Administration is an insolvency process that was first introduced by the Insolvency Act 1986 and designed to facilitate the rescue of a company or business.

For a company or partnership to enter into administration, it must be insolvent or about to become so and there must be a reasonable prospect of achieving on or more statutory purposes. These are as follows:

a) Rescuing the company as a going concern

b) Achieving a better result for the company’s creditors as a whole than would be likely if the company were wound up (without first being in Administration) or

c) Realising property in order to make a distribution to one or more secured or preferential creditors.

An administrator may be appointed by administration order of the court, the holder of a qualifying floating charge, or agricultural charge in the case of a partnership (usually a bank or other finance provider), by the company or its directors or in the case of a partnership by the members / partners.

An administration order application may be made by the company, the directors of the company, the members/ partners of the partnership, one or more creditors of the company or the designated officer for a magistrate’s court. In practice however, unless there is a pending winding up petition against the company or partnership, the company, directors or partners usually adopt a simplified out of court procedure to appoint an administrator. This latter process is what is to be considered here.

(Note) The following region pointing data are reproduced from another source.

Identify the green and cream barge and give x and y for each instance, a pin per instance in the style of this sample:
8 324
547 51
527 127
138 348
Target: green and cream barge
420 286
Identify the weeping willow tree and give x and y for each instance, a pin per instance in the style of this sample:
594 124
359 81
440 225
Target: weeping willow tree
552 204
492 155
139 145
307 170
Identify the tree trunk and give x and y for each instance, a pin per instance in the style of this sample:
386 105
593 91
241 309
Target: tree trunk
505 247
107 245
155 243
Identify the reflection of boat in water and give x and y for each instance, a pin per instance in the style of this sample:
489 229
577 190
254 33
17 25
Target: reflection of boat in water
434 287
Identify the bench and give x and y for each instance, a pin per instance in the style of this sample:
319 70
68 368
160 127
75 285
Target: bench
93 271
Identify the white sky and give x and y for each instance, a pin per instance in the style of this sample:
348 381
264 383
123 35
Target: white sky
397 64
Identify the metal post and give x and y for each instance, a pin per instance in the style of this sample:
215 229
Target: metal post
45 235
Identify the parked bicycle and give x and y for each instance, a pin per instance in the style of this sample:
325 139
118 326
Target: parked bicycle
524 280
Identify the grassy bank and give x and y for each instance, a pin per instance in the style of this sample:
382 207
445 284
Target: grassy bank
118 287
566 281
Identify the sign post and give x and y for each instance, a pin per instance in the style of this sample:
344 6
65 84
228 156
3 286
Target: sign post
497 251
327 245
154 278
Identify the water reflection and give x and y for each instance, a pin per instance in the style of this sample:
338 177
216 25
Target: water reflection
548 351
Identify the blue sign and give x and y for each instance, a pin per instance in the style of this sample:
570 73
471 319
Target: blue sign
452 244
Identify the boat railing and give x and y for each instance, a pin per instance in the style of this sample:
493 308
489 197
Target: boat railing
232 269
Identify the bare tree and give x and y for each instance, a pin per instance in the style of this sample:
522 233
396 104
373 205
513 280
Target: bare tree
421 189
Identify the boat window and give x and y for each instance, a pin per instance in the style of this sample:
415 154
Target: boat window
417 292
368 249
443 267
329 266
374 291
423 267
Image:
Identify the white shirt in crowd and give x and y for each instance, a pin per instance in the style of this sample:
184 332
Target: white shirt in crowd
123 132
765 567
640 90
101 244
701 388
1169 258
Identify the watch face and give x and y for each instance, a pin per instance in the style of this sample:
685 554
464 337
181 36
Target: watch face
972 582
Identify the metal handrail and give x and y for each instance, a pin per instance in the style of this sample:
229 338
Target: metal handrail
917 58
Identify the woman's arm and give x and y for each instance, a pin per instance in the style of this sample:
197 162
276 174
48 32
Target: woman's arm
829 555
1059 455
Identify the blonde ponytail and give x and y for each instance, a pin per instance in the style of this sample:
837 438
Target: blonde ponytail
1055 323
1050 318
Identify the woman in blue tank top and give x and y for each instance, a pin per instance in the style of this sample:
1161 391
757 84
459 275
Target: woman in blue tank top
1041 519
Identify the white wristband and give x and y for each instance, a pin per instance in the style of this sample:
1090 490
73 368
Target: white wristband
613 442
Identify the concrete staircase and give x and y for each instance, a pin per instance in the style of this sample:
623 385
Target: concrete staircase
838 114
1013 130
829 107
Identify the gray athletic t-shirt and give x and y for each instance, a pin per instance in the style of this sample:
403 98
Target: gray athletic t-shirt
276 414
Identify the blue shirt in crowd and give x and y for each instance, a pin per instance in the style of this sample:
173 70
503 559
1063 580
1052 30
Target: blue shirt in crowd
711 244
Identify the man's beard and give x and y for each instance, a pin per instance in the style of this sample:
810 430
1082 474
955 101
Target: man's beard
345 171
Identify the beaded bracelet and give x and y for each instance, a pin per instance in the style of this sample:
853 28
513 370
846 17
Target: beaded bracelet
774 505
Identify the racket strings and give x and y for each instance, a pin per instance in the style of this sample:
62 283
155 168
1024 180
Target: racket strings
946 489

In order to appoint an administrator using the out of court process, the applicant will file a Notice of intention to appoint an Administrator, in the court. The document is then sealed by the court and dated, with the time of filing endorsed on the notice. A sealed copy is returned to the applicant.

The effect of filing this document is to prevent any legal action being taken against the company including the issue of a winding up petition, for a period of ten working days.

The applicant must give the holders of qualifying floating charges or agricultural charges in the case of a partnership, at least five working days notice of his intention to appoint an administrator. During that notice period, the chargeholder may do one of three things: he can do nothing, in which case at the end of the notice period, the applicant may appoint an administrator; he can agree with the applicants administration strategy and choice of administrator or he can appoint his own administrator to carry out the applicant’s strategy or any other strategy, it is felt is appropriate.

In practice, notice is given to chargeholders immediately the sealed document is returned by the court and in a well planned administration, all chargeholders will have been advised of the applicant’s intentions beforehand and been a party to the strategy discussions. Often the chargeholder will waive his right to notice, if he agrees with the strategy and the appointment of the proposed administrator.

Once all chargeholders have agreed or the five day notice period has elapsed without any alternative appointment being indicated, the applicant is entitled to file a notice of appointment of administrator in the court and immediately this is dated and sealed, the administrator is appointed.

Once appointed, the administrator will set about implementing his strategy to achieve the intended statutory purposes referred to above.

If a rescue of the company is to be achieved, he will probably continue to trade the business, albeit at a temporarily reduced level, while he proposes a Company Voluntary Arrangement to the unsecured creditors.

If the company or partnership itself cannot be rescued, it may be possible to rescue the business and the administrator will continue to trade, while marketing the business with a view to selling it to another party as a going concern.

If neither of the above is an objective, the administrator may well have already been in discussions with either the existing management or an unconnected party to carry out a “pre-pack” sale, which will be completed almost as soon as he is appointed administrator.

The administrator is required to summon a meeting of creditors within eight weeks of his appointment, with the meeting taking place within ten weeks of his appointment. This meeting is to enable the creditors to approve or modify the administrator’s proposals for achieving the intended statutory purposes of the administration and to agree the manner in which he is to be remunerated.

The law provides for an administration to automatically come to an end twelve months after it began unless an application is made by the administrator to extend it.